The second year of the pandemic closes with an unprecedented worldwide peak of contamination both on a daily and weekly basis. Infections are made to fly by the wildfire spread of the Omicron variant, first diagnosed in South Africa and which is now becoming dominant everywhere. For the first time since the onset of the disease in the week from 23 to 29 December, the psychological milestone of one million new cases per day was crossed. Over the past seven days, more than 7.3 million new cases have been detected, averaging 1,045,000 per day
South Africa passes the Omicron peak
In South Africa, the peak of the fourth wave of infections from Covid-19 due to the Omicron variant of the coronavirus, initially identified right here, could be overcome and the government begins to remove the restrictions, starting with the night curfew. According to a government statement, reported by the Bbc, although the new variant is highly transmissible, hospitalization rates have been lower than in previous waves and a marginal increase in deaths and cases and hospitalizations have decreased in almost all regions of the country. Calls for vaccination continue. In the week that ended December 25, 89,781 infections were confirmed, compared to 127,753 in the previous one. Since the start of the pandemic, South Africa has reported around 3.5 million cases of Covid-19 and over 90,000 deaths.
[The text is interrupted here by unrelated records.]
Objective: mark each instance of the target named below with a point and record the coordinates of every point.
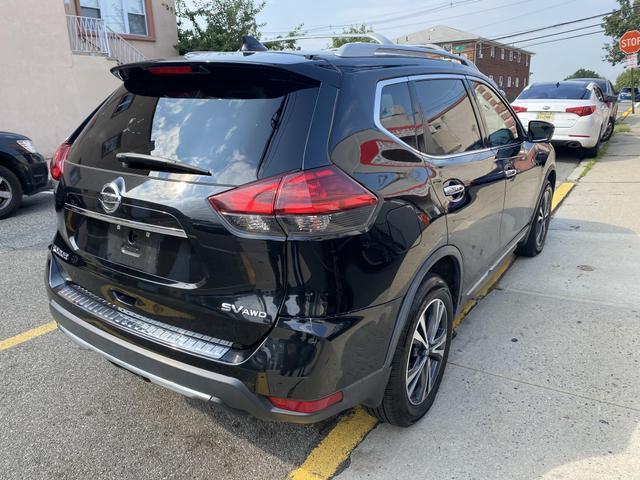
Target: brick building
(508, 66)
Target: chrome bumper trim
(158, 332)
(147, 227)
(188, 392)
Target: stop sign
(630, 42)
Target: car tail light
(302, 406)
(320, 202)
(582, 111)
(56, 167)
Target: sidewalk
(543, 379)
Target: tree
(216, 25)
(627, 17)
(289, 44)
(624, 80)
(583, 73)
(338, 42)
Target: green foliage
(627, 17)
(289, 44)
(624, 79)
(216, 25)
(583, 73)
(338, 42)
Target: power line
(554, 34)
(561, 39)
(533, 30)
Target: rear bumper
(244, 387)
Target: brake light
(324, 201)
(306, 407)
(56, 167)
(171, 70)
(582, 111)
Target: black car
(291, 234)
(23, 171)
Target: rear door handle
(454, 190)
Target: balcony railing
(92, 36)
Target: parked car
(23, 171)
(609, 93)
(578, 110)
(625, 94)
(289, 234)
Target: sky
(487, 18)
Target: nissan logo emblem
(110, 197)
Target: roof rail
(380, 39)
(422, 51)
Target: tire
(10, 192)
(407, 399)
(537, 236)
(608, 133)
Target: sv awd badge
(230, 307)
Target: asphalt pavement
(67, 413)
(542, 381)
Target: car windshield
(560, 91)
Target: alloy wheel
(543, 216)
(427, 351)
(6, 192)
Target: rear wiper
(160, 164)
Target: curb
(324, 461)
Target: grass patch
(593, 161)
(621, 128)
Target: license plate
(546, 116)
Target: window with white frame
(122, 16)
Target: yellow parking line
(324, 460)
(26, 336)
(335, 448)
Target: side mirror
(540, 131)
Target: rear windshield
(227, 136)
(560, 91)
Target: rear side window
(450, 124)
(559, 91)
(228, 136)
(396, 112)
(501, 126)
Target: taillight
(582, 111)
(320, 202)
(304, 406)
(56, 167)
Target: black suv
(23, 171)
(291, 234)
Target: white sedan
(577, 109)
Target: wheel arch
(445, 262)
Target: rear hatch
(144, 236)
(549, 102)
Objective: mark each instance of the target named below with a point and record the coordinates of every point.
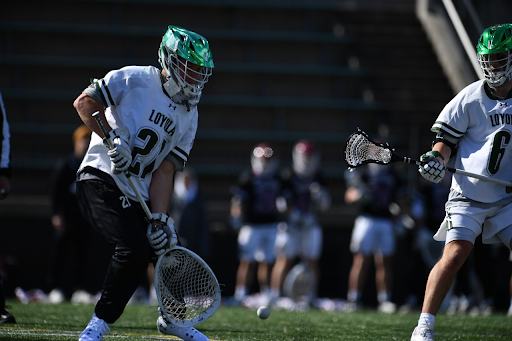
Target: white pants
(306, 243)
(256, 243)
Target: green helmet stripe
(495, 39)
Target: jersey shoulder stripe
(180, 153)
(439, 125)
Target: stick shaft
(461, 172)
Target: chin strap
(175, 92)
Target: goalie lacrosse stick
(187, 290)
(361, 150)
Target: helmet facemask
(494, 54)
(497, 68)
(186, 59)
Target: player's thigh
(267, 240)
(312, 241)
(363, 239)
(247, 242)
(117, 219)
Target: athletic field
(66, 321)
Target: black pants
(120, 222)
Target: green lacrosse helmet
(179, 50)
(494, 52)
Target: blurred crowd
(275, 214)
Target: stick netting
(186, 287)
(361, 150)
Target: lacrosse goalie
(151, 116)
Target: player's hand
(161, 233)
(120, 155)
(432, 170)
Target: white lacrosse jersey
(484, 128)
(136, 101)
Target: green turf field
(66, 321)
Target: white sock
(426, 321)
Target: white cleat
(95, 330)
(187, 334)
(422, 334)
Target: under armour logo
(125, 202)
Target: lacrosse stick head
(361, 150)
(187, 290)
(300, 283)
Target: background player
(5, 189)
(474, 132)
(374, 189)
(301, 237)
(154, 115)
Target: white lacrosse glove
(433, 170)
(161, 233)
(120, 154)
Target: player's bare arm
(85, 107)
(161, 187)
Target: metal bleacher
(284, 70)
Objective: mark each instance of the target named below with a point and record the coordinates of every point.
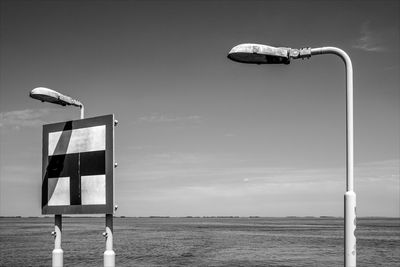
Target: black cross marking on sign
(74, 166)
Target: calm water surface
(200, 241)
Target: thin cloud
(23, 118)
(160, 118)
(369, 41)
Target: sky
(198, 134)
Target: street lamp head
(259, 54)
(47, 95)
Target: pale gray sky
(199, 134)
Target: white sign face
(78, 166)
(80, 140)
(60, 195)
(93, 189)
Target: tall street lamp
(264, 54)
(48, 95)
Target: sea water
(201, 241)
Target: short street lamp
(47, 95)
(263, 54)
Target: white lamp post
(263, 54)
(47, 95)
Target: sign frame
(68, 127)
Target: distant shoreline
(205, 217)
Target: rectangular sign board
(78, 166)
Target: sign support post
(57, 251)
(109, 254)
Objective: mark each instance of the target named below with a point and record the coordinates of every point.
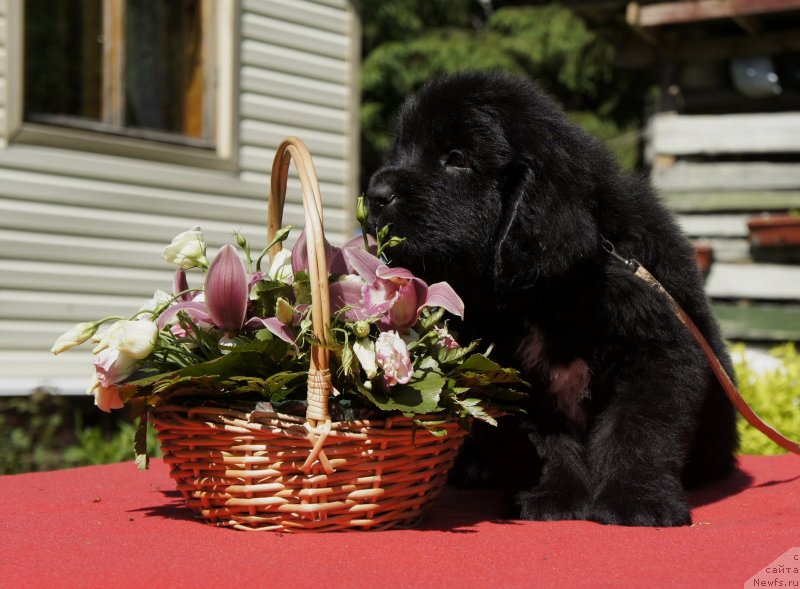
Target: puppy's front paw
(549, 503)
(639, 507)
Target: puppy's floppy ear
(548, 225)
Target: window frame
(135, 143)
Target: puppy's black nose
(380, 192)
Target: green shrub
(774, 395)
(42, 431)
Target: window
(130, 69)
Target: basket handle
(319, 376)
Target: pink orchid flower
(393, 294)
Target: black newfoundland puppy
(499, 194)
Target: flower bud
(284, 311)
(281, 267)
(361, 329)
(361, 211)
(187, 250)
(364, 349)
(75, 336)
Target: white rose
(392, 356)
(135, 339)
(187, 250)
(75, 336)
(364, 349)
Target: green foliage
(774, 396)
(46, 432)
(408, 42)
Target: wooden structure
(85, 213)
(723, 141)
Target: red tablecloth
(112, 526)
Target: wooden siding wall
(81, 234)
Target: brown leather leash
(725, 380)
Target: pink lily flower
(226, 290)
(226, 295)
(393, 294)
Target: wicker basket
(260, 470)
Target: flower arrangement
(245, 334)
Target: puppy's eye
(456, 159)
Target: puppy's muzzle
(381, 191)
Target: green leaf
(279, 381)
(419, 396)
(475, 408)
(432, 428)
(280, 236)
(482, 370)
(453, 355)
(140, 443)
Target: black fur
(498, 194)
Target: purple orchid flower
(393, 294)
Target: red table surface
(113, 526)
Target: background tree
(408, 41)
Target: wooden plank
(40, 368)
(27, 305)
(736, 133)
(739, 176)
(270, 135)
(700, 202)
(326, 18)
(30, 335)
(714, 225)
(666, 13)
(728, 250)
(71, 249)
(758, 322)
(317, 67)
(59, 162)
(26, 370)
(42, 276)
(257, 159)
(41, 217)
(295, 88)
(761, 282)
(294, 36)
(117, 196)
(287, 112)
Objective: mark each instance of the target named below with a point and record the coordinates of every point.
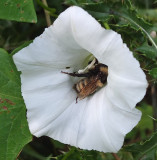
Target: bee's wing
(89, 88)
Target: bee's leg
(77, 75)
(76, 99)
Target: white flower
(99, 121)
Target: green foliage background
(21, 21)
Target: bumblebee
(94, 79)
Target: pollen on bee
(99, 83)
(104, 69)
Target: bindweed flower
(99, 121)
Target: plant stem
(106, 25)
(48, 20)
(115, 156)
(154, 104)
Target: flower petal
(97, 122)
(126, 81)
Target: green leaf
(148, 51)
(153, 73)
(14, 132)
(125, 12)
(18, 10)
(146, 151)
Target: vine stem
(115, 156)
(48, 20)
(154, 104)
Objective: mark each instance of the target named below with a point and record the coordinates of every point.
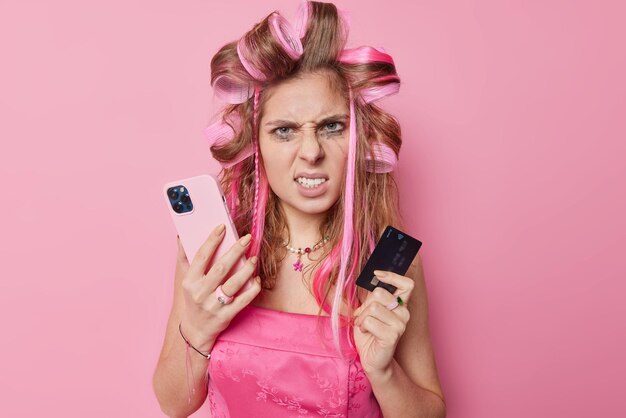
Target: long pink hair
(273, 51)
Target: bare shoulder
(415, 352)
More vaccines but no quarantine, so South Africa challenges the variant
by Elena Dusi
Johnson: “The UK better than a year ago”
The UK is in an “incomparably better” position than a year ago, thanks to the anti-Covid vaccination campaign. This was underlined by the British premier Boris Johnson, in the year-end message to the nation. “We can say one thing with certainty: our position this December 31 is incomparably better than last year,” he said acknowledging the fears for the Omicron variant and for the increasing numbers of hospital admissions that have resulted in recent days. its leadership is hard to test.